Well I certainly didn’t mean to do Para Gliding. But then life is better when its all spontaneous. Queenstown, by the way is a very popular tourist resort nestled in between two massive mountains ranges and national parks near the south of New Zealand’s South Island.
Over the years, Queenstown has developed into a party town of extreme proportion. Adventure sports by day, adventure bars by night. And a good mix of both is what makes people tick in this town. You really need to embrace both in order to have sampled Queenstown.
Now Queenstown is the HOME of the Bungy Jump, it was here on the edge of the town at Kawarua Bridge, that AJ Hackett (now a multi millionaire) developed the elastic rope adrenalin plan to start a new trend in adventure sports. I would say that most people who have visited Queenstown have done a bungy jump (or at least know someone who has). For some their sole purpose of visiting Queenstown is to “do the nevis”, the world’s second highest bungy jump, and probably the scariest.
Set deep in a creek over the Nevis river, this is NOT for the faint hearted, those scared of heights, or those nervous people. However it’s also not for those on a strict budget, which is probably why not everyone does it. If it was a touch cheaper, I probably would have “done the nevis”, but I bungy jumped before back in 2007 at the splendid setting of Auckland Harbour Bridge. Staring at the whole of Auckland from a height, I jumped off as the only one in my group to have the balls to do it.
It’s called a bungy jump, so I believe one should do that, just step or jump off. Most people dive off dramatically, as you’ll no doubt have seen from the many videos. So my bungy jump experience had been done. It was time for something different. White water rafting perhaps?? No, sorry I done that for BBC back in 2008 in the mountains of Slovenia. Sky Diving perhaps?? No, sorry again I did the famous Taupo Sky Dive in New Zealand’s North Island. There are canyon swings, parachuting, but by spontaneousness and eagerness to go mad again I ended up doing the Para Gliding, which is the point of this post.

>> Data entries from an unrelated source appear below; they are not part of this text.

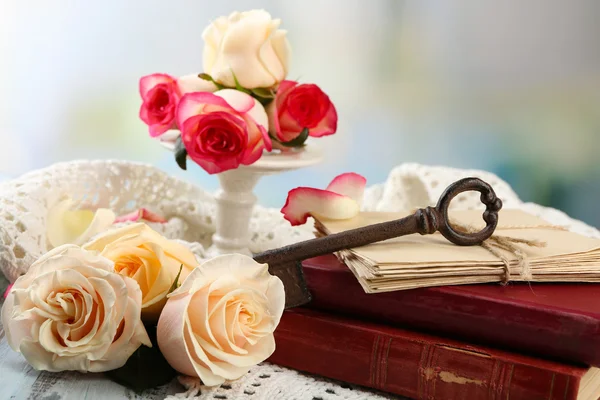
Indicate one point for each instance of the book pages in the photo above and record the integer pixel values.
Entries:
(550, 254)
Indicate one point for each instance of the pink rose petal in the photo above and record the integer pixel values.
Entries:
(349, 184)
(303, 202)
(192, 104)
(328, 125)
(148, 82)
(139, 215)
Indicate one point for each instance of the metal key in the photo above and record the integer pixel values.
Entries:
(286, 262)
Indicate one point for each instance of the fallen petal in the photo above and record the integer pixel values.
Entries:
(141, 214)
(349, 184)
(303, 202)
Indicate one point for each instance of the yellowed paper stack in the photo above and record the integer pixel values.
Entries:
(536, 252)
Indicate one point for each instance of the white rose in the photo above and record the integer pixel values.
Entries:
(249, 45)
(67, 225)
(220, 322)
(71, 312)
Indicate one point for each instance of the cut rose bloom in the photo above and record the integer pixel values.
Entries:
(246, 46)
(149, 259)
(297, 107)
(71, 312)
(67, 225)
(224, 129)
(341, 200)
(7, 291)
(220, 322)
(160, 95)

From the Summit of the Cable Car ride (or “Gondola” as Queenstown strangely calls it), I was walking round on my own looking for something to do. And there was Dan, stood by a Para Gliding Hut looking for customers. $199 it said on the sign. NO WAY. I had already decided my budget would be much less than that. But then customer service and the charm and adventure of New Zealand over ran my brain.
This gentleman Dan said “I’m closing up soon, if you want to go Para Gliding I’ll do a deal for $169!” Now I turned round, went into the hut and had a look and said to him “Does that include photos and DVD etc.?” and he replied…”Yep OK I can do your photos all in for that price, but the video is an extra $20, you can let me know after the Paraglide if you want the video.” I was in like McFlynn…
I also whipped out my Northern Ireland flag and asked if we could get some photos of it “in the air”, which he said was fine.
It all happened very quickly and I really should have put the flag away somewhere after the photos as it appears in every photo, and I’m gripping onto it for dear life, as the winds were a lot stronger than they look in the photos and video.
Starting the paraglide meant a dander right to the top of the hills at Ben Lomond. Dan was carrying the full paragliding equipment in his rucksack, which itself weighed 30 kilograms! It was about a 15 – 20 minute walk to the top, and the wind wasn’t particularly strong.
This meant I had to run harder and for longer before taking off. I ran one way to the edge of the cliff, while Dan ran the other, we were attached via a rope and then after that by a custom made “seat” within the paragliding equipment. Dan basically said “run until you can’t run any further.”
I’m not sure how many seconds it took but we were off and up into the air, gliding down through the forest. There was a cool breeze and I had opted for wearing my fleece top, well actually a T-Shirt would have been OK.
It was so different to the sky dive and bungy jumping I had done before. This wasn’t anywhere near as scary, yet you got just as good a buzz and a view on the way down. Well in a bungy jump you actually don’t get the time to savour the view.
Tonight I had about 10 – 15 minutes before getting to the ground. We landed late afternoon in the playing fields of a children’s primary school.